1950 - The next stage of Socialism
The secret conference of the National Council of Labour this weekend is producing the usual crop of inside anticipations and well-informed disclosures of dissension. This intense interest in a conference devoted to Socialist policy is an unconscious tribute to the Labour Party. No one can get very excited when Conservative policy is discussed; for Mr Churchill and his colleagues, policy merely means an election programme, and all they argue about is how many items of Socialist clothing it is expedient to borrow in order to recapture power. After five years of Labour Government, the protagonists of a return to undiluted "free" enterprise have become a completely insignificant clique. That Sir Waldron Smithers, who after all is preaching the Conservative orthodoxy of twenty years ago, should now be ridiculed by his leaders only indicates the triumph of Socialist ideas since 1945.
But this triumph has its dangers. The Labour Party has accomplished all and more than all of the reforms which were envisaged when it was reconstituted in 1918. Like the Liberals in 1910, it has exhausted its mandate, and the question arises - what next? An answer cannot be found either by recourse to party oracles or by calling on the spirits of Keir Hardie and Robert Blatchford. The next stage of Socialism must be firmly based on the practical requirements of 1950.
What are those requirements? To discover them, we must realise that the Parliamentary deadlock is not an accident but the result of the failure of the momentum which carried Labour to victory in 1945. If that momentum is not regained, an actual coalition, or more probably a coalition policy executed by a Government without an effective majority will be the result of the next election. In that case, the historic role of the Labour Party will have been completed and it will go the way of the Liberals before it.
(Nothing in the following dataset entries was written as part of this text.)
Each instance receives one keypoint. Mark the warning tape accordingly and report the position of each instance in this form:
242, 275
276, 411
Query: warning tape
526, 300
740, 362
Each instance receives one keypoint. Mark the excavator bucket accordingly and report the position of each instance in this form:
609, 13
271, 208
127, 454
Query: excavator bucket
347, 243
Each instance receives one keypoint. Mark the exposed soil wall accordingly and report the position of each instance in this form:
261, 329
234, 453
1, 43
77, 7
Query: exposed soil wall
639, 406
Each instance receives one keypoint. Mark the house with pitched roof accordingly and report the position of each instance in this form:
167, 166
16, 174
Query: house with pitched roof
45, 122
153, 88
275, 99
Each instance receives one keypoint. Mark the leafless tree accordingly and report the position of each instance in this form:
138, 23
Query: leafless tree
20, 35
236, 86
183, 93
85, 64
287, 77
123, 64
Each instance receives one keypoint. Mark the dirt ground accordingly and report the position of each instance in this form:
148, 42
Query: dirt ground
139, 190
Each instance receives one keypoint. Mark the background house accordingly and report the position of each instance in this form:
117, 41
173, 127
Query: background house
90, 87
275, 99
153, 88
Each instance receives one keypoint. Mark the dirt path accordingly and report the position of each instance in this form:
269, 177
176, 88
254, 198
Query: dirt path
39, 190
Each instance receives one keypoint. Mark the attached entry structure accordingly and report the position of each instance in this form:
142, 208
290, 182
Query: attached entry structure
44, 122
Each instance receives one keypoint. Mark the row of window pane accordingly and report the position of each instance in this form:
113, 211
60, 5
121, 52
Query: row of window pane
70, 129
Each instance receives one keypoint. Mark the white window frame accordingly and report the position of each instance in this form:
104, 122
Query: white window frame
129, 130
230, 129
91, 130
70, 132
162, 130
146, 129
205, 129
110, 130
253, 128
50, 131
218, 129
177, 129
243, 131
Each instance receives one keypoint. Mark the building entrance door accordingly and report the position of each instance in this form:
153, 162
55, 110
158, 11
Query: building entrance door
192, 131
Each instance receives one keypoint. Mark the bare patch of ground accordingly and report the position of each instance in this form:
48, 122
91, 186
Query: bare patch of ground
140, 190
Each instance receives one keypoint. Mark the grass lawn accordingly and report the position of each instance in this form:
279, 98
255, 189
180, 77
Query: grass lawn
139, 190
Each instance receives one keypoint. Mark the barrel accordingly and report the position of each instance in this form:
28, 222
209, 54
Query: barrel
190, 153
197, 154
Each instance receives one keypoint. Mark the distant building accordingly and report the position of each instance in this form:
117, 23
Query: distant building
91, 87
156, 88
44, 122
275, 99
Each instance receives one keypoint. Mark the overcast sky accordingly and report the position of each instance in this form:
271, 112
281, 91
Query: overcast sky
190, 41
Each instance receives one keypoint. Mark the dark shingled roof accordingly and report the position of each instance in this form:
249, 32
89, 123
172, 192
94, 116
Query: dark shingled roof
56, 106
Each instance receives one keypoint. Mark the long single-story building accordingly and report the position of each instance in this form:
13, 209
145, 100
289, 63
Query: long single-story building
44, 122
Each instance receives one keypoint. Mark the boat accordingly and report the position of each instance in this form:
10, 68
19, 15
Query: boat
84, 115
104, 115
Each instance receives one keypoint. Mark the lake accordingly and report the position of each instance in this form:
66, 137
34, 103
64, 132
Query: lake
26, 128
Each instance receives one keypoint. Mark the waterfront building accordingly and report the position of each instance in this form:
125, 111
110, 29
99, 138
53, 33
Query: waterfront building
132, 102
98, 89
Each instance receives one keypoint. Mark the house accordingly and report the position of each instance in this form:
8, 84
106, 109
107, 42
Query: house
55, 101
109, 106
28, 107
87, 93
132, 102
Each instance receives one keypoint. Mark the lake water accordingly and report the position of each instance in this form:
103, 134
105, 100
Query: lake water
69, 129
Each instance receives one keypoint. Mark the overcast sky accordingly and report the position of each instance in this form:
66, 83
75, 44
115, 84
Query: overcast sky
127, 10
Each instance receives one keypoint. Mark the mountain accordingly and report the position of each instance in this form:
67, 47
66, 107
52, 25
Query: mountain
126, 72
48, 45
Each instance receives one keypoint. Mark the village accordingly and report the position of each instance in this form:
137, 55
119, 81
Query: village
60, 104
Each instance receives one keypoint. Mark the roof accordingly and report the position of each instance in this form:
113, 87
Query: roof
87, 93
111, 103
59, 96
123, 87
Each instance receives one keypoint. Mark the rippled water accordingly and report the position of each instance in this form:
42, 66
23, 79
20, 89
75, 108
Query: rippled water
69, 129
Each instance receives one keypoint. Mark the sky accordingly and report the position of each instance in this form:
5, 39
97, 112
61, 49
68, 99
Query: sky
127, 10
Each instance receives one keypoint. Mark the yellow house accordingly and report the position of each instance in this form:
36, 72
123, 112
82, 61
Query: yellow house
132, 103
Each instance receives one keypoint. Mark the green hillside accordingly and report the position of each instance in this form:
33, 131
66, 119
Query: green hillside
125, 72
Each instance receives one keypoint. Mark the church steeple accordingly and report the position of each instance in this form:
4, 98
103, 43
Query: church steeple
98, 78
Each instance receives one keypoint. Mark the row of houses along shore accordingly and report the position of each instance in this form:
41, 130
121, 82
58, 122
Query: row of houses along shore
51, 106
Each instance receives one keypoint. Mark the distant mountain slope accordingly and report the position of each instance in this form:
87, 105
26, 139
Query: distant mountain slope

The aim of the conference at Beatrice Webb House must be to work out a policy which will regain the momentum of Socialist change. A Left-wing party cannot survive by squatting timidly on the status quo. In order to win, it must not avoid the awkward issues but be ready to risk defeat by challenging the electorate to face them.
This does not mean merely advocating another and bigger dose of nationalisation. We have argued frequently in this journal that the greatest weakness of British Socialism has been its facile identification of socialisation with nationalisation. The futility of this is proved by the present state of the nationalised industries. The first task of the conference, therefore, will be to view the nationalised industries not as ends in themselves but as instruments of Socialist planning. If it does this, the conference will be forced to demand drastic changes in their present organisation and to realise that - once steel and water have been taken over - further nationalisation of whole industries is irrelevant to the task of the next five years.
Mr Bevan believes that a retreat on this issue would be interpreted as a sign of weakness. It certainly would be, if it were the central feature of the electoral programme. But there is no reason why this should happen if other forms of socialisation, more relevant to our present needs, are given the prominence which nationalisation enjoyed in Let Us Face the Future. These other forms include competitive public enterprise, designed to break monopoly; an extension of municipal enterprise, possible only after a drastic reconstruction of local government; and new developments in Co-operation which could be expected to begin the job of reorganising the distributive trades.
But when all this has been discussed, the central issue will still be untouched. A Socialist full employment policy is impossible, in the long run, without a policy for profits and wages. Neither extensions of nationalisation nor other forms of Socialist public enterprise are any substitute for this. In order to move forward from the present Welfare State, a Keynesian variant of capitalism, to a real Socialist society, we must be prepared to plan the distribution of the national income. The difficulties in the way are obvious enough; it is a great deal easier to nationalise an industry by Act of Parliament than it is to "socialise" either wages or profits. But we believe that British Labour will only regain its momentum if it sets its hand to this task.